L’art de péter les plombs
On reconnait généralement mon tempérament bouillant. Généralement souriante, les gens me croient angélique, jusqu’à ce qu’ils soient témoins d’un soudain débordement. Comment gérer ces accès de colère?
Heureusement pour mon entourage et pour moi-même, les colères sont devenues moins fréquentes au fil des ans. Néanmoins, j’ai une liste de petits trucs qui me donnent littéralement envie de frapper.
Les gens qui tentent d’entrer dans le métro avant que les passagers en soient débarqués. Puis, les ados qui se ruent sur le seul banc libre, bousculant une grand-mère au passage. Les cyclistes indisciplinés sur la piste cyclable. L’impolitesse, de façon générale. Le manque de civisme, un mal généralisé à notre époque. Ceux qui travaillent avec le public et qui affichent un air bête. Le télémarketing. Les labyrinthes téléphoniques. L’incompétence.
Comment retenir la gifle, l’insulte, ou le coup de poing verbal? Comment, aussi, arriver à se faire respecter par les impertinents et malotrus? J’ai essayé différentes stratégies.
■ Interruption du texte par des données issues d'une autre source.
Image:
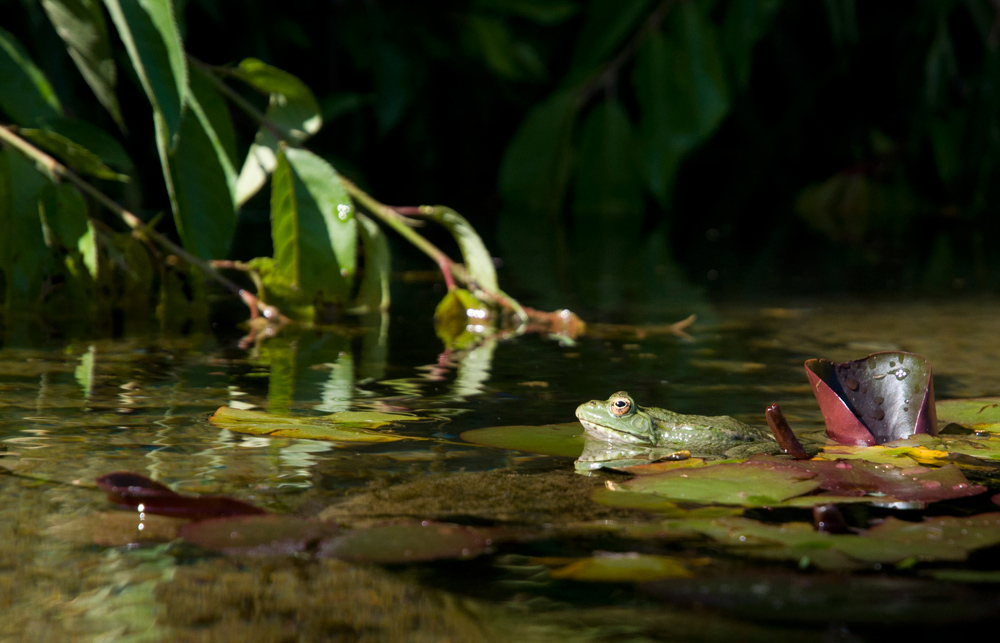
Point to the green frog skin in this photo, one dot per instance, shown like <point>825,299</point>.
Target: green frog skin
<point>620,419</point>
Serrer les dents et laisser faire : Ça évite la confrontation et les coups de sang, mais c’est mauvais pour la mâchoire. En plus, c’est mauvais pour la relation de couple, puisque la pression est généralement évacuée lors du premier faux pas de la tendre moitié. Il arrive aussi que cela se déverse sur la caissière du dépanneur qui échappe le change, ou sur un objet qui offre de la résistance et qui adoptera une trajectoire balistique…
Faire remarquer le problème : C’est risqué. J’ai une liste d’anecdotes sur cette stratégie, dont celle du civisme extrême. Ce qu’elles ont en commun, c’est l’engueulade. Peu importe que vous vous infligiez la torture de dire les choses le plus poliment possible et avec le sourire, vous vous exposez à ce que votre interlocuteur soit plus disjoncté que vous.
La respiration profonde : Fonctionne environ 3 fois sur 10. On peut aussi essayer de compter jusqu’à 10 (ou même 20 dans les cas critiques). Mais si l’irritant se prolonge (un sac à dos qui vous accroche constamment, une personne qui mâche bruyamment sa gomme la bouche ouverte…), n’essayez même pas.
Relativiser : L’une de mes stratégies les plus efficaces. Il y a deux variantes. La première est de tenter de prendre une distance et de voir la situation d’un autre point de vue, en ce demandant si c’est si grave… Et d’essayer de trouver ça drôle. Ça fonctionne dans bien des cas. La deuxième est de prendre le point de vue de notre tortionnaire. Imaginer que sa journée a été bien pire que la nôtre. Lui construire une histoire qui justifie son attitude. Et si ça ne marche pas, le tourner en ridicule… dans l’imaginaire. Il est impératif de ne pas passer aux actes!
Toutes les stratégies du monde n’arriveront pas à gérer certaines situations extrêmes. Et parfois, une bonne tirade fait tellement de bien.
Ainsi, le jour de pluie ou un taxi m’a gratifiée d’une énorme vague d’eau grise, je l’ai rattrapé à la lumière rouge, j’ai ouvert sa portière et je l’ai vertement engueulé, toute dégoulinante, avant de claquer violemment la portière. Il ne s’est pas excusé, mais à l’air qu’il avait, j’ai fait de l’effet. Et j’ai donné un bon show aux passants, qui auraient applaudi s’ils n’étaient pas aussi coincés.
alexisletrotteur a dit,
2 juin 2008 à 9:03
comme dit la chanson: just live and let die
Parce que ca sert souvent a rien de péter les plombs.